Like harriers, Short-eared Owls have long, slender wings that allow them to easily glide across the grass. This is quite unlike many of their heavier-winged relatives. Still bulky in body, the owls spend a fair bit of time awkwardly flapping to achieve a productive glide.
Unlike the harriers whose gliding seemed endless (and who were still active, by the way), the owls perched often on short bushes and posts. From these vantage points, they kept careful watch on their companions, frequently giving shrieks and barks that seemed to warn others not to come too close. Though they may roost together, these fierce predators compete for resources after all.
In flight, the owls were constantly looking around: a sideways look at companions, an intense downward stare at prey. Listening. Watching. Primed and ready, a flat glide would turn into a steep bank; then, long wings tensed like a bow, an owl would drop into the grass. Down for no more than a moment and up it would come, deep flaps helping it aloft, talons dangling either empty or full. Though powerful hunters, I was made aware of the hard work that goes into catching even one prey item. In nearly two hours of watching dozens of dives into the grass, I saw one success. Based on the number of raptors around and constant scratching in grass nearby, there was no shortage of prey…probably rodents. It’s just tough work.

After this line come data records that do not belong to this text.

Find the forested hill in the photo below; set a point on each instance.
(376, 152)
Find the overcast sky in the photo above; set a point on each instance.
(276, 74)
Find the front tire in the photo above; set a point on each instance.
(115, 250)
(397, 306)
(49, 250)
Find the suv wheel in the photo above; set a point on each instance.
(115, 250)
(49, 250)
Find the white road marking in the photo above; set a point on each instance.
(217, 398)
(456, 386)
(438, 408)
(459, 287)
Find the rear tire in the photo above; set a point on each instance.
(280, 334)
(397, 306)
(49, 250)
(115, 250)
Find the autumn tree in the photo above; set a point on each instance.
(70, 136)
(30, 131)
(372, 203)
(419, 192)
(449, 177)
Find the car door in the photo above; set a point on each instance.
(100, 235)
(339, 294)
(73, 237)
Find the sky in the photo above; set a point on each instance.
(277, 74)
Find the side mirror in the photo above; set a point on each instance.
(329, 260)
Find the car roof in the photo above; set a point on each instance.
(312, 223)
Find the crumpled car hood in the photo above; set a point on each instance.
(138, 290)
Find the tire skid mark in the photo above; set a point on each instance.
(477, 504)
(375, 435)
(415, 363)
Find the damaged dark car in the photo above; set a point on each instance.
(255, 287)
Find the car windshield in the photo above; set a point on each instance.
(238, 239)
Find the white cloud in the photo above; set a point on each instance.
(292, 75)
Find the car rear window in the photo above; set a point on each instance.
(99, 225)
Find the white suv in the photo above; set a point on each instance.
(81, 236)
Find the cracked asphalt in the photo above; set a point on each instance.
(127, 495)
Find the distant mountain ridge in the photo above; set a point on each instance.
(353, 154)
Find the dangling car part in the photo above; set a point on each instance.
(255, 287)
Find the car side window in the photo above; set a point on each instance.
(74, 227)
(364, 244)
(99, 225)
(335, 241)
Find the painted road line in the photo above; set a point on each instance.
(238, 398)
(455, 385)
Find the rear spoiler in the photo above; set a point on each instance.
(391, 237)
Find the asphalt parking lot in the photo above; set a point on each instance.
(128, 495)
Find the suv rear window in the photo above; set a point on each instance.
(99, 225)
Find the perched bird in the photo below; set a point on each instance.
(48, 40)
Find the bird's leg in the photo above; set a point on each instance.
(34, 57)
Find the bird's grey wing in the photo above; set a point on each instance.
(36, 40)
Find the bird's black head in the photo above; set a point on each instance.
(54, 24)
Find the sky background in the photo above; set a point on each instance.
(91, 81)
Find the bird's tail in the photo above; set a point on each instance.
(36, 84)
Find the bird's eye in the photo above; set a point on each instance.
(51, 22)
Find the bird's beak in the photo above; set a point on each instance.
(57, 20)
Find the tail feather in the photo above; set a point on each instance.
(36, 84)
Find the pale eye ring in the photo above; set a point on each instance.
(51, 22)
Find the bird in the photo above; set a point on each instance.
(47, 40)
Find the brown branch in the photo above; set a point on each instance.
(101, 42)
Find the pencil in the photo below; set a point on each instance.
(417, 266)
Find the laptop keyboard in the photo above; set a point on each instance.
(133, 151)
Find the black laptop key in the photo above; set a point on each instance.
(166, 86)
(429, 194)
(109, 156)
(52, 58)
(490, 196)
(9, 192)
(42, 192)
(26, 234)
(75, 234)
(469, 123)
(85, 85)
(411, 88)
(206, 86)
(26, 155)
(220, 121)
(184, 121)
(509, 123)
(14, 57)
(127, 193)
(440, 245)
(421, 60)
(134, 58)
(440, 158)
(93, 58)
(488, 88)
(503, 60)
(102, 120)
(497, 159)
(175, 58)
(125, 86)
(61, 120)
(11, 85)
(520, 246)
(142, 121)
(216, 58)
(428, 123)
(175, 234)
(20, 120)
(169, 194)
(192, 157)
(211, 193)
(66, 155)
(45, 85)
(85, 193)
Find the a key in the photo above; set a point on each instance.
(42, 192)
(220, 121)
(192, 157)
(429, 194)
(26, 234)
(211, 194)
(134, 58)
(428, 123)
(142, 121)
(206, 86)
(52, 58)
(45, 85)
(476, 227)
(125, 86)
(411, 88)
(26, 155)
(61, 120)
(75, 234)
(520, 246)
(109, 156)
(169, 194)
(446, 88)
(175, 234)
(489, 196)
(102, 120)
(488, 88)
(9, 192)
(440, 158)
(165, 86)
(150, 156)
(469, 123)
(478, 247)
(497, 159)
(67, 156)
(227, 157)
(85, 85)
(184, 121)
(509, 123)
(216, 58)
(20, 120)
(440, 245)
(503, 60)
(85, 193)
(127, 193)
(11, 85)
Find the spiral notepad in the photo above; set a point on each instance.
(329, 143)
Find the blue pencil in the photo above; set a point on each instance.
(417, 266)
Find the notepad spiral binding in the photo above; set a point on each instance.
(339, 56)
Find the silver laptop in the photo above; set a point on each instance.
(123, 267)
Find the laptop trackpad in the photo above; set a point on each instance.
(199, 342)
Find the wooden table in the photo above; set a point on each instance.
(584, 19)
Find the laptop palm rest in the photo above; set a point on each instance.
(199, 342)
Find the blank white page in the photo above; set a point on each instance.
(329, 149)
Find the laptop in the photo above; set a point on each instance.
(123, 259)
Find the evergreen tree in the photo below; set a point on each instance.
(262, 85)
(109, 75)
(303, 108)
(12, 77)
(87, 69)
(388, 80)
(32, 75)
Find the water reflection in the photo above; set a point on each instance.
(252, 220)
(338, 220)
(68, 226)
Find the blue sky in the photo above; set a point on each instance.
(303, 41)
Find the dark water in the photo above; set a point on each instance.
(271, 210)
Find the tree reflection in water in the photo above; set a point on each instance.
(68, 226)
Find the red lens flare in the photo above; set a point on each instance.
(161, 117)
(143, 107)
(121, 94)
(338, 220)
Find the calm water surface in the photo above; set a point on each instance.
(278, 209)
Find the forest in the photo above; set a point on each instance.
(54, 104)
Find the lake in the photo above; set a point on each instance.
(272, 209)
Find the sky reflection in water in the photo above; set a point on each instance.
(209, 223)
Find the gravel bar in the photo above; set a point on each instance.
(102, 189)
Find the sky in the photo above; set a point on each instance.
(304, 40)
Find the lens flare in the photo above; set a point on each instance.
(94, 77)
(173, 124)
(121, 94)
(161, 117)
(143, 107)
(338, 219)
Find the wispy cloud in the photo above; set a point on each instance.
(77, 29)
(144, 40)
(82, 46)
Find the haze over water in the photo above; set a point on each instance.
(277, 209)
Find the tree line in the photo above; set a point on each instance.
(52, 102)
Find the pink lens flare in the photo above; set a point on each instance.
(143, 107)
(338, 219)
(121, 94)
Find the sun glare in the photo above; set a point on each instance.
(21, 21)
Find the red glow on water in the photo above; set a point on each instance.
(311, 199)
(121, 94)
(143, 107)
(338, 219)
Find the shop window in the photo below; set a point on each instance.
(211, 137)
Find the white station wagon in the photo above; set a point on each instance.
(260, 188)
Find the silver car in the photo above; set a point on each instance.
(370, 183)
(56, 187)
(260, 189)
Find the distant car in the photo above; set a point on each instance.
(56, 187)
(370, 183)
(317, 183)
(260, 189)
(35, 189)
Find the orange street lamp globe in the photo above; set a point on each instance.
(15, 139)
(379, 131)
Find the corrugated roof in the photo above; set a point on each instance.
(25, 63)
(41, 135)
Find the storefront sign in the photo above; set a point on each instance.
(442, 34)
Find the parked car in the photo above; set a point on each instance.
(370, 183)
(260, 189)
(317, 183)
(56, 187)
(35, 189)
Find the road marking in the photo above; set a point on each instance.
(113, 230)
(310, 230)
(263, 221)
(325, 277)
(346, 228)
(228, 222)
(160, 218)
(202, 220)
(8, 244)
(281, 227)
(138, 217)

Even when prey was secured, it wasn’t safe. One successful owl came up with a nice fat rat and was immediately pursued by a jealous harrier. Both disappeared into the grass and both soon came out empty-taloned. Only harrier and owl know what happened to their quarry, but it surely escaped during the brief altercation.
As sunset neared, the sun found a gap in the blanket of clouds that had covered the sky for several days. It illuminated the owls’ world. At this point, most had been hunting for nearly two hours and several went to winter-bare trees and bushes for a break. One individual was cranky as ever, making a racket of chilling shrieks for anything that would listen.
Some of the owls continued to hunt, bathed in the golden light of a setting sun.
As the sun sank further, business picked up once more. Ever aware of their surroundings, two of the owls engaged in a quick tussle, whirling close to each other and breaking off. Eventually, the "frenemies" moved to opposite ends of my field of view…where there were yet more owls!
I hated to leave such a splendid scene, but once it became tough to see and cold enough to crack fingers, I counted my blessings and reluctantly left. Driving out through several miles of high-quality prairie, I tallied owls all the way. In total, at least 13 Short-eared Owls called this sacred patch of Kansas prairie home.